Friday night at Joe Louis Arena during the first of six shows at the Red Wings' home — and his first area concert since 1996 — Brooks proved that fire still burns within him. His 23-song, 140-minute performance was surprisingly personal for a show of its size and a performer of Brooks' scale, and he toned down the production bombast in favor of strengthening his bond with the audience.

He made those connections almost immediately. Brooks, backed by his seven-piece band and three backup singers, hit the stage and was slapping hands with the front row within seconds, pointing to people in the crowd and interacting with his fans. A lot of performers point to members of the crowd, but Brooks locks in on fans, makes eye contact with them and holds it, so when he points you know he's pointing at you. It's a rare skill but Brooks is a master of it, and he consistently made the crowd of more than 17,000 feel much smaller than it was.

The setlist was packed with his mega hits from the '90s, songs that were so big you didn't have to be anywhere near a Garth Brooks album or concert to know them word-for-word. Brooks has been gone from music for so long it's easy to forget what a titanic force he once was, but the songs he rolled out one-by-one — "Rodeo," "Two of a Kind, Workin' on a Full House," "Unanswered Prayers," "The Thunder Rolls," "Friends in Low Places" — were potent reminders of his seismic impact not just on country music, but on music as a whole.

Brooks has a new album in stores, November's "Man Against Machine," and while he opened with the title track he did anything but force the new material down people's throats. "Do you remember the old stuff?" he asked rhetorically, and almost apologetically, before stepping right into "Rodeo." He basked in the crowd singing the words back to him, and there were moments when you could hear him yell "yeah!" even without the help of his headset microphone. He was full of playful energy, buzzing around the stage like a hyperactive toddler, at one point climbing the dome-like structure that surrounded the drum kit. If Brooks doesn't love-love-love performing, he fakes it extremely well.

There were no pyrotechnics on stage, no wires that allowed Brooks to fly around the arena, and even the light show was toned down. About as tricky as things got was when Brooks took two water bottles and shook them on the crowd and himself, and late in the show when the drums and the staging elevated on risers. Rather than gussying things up with bells and whistles, Brooks made sure the songs were the star. And he's got the catalog to back him up.

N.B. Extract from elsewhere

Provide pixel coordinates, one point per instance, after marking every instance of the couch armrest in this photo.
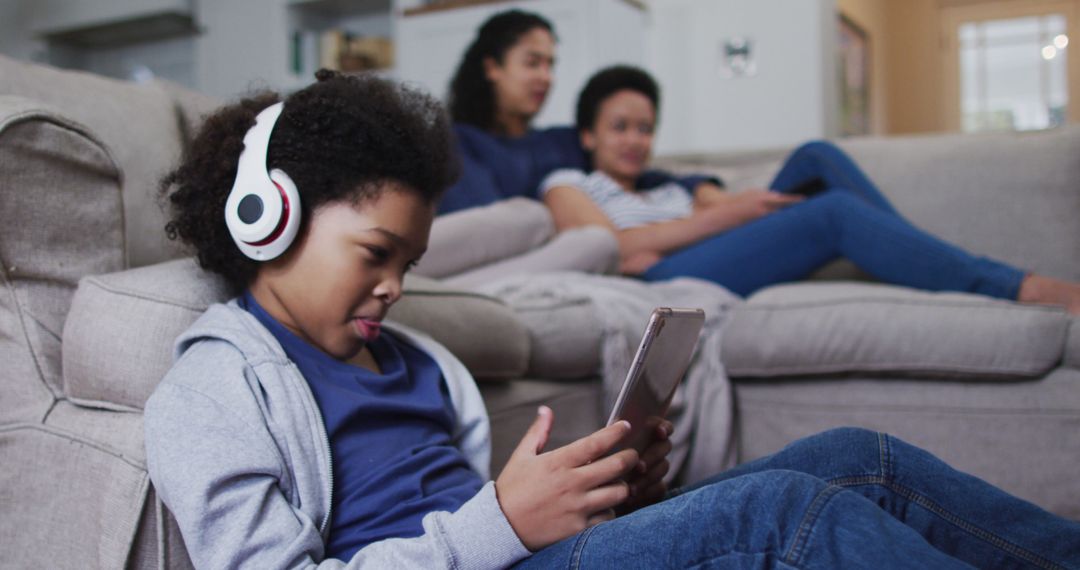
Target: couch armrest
(847, 327)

There were only a few missteps. Brooks is a proudly uncool guy, but his schmaltzy "Man Against Machine" single "People Loving People" is a facepalm of a song, and sounds like something Aldous Snow would have sang for his comeback effort in "Get Him to the Greek." And Brooks tried to make himself sound like too much of a man of the people when he said he would proudly pay the fines levied against him for playing past Joe Louis Arena's 10 p.m. curfew — a curfew that doesn't actually exist.

But he delivered everywhere else, and there was even a bit of magic in the air when near the close of the show he caught a jersey thrown to him from the crowd — a Detroit Tigers jersey, with his last name and the number 77 on the back. He donned the jersey for a show-closing duet with his wife Trisha Yearwood, who did a short 20-minute set in the middle of the show. They sang a sweet, intimate version of Yearwood's 1992 single "Walkaway Joe," a decidedly low-key way to end the evening. Yet it was fitting: Brooks, who has never been a quiet guy, showed he doesn't need to yell to get his point across. He can make just as much of an impression with a whisper.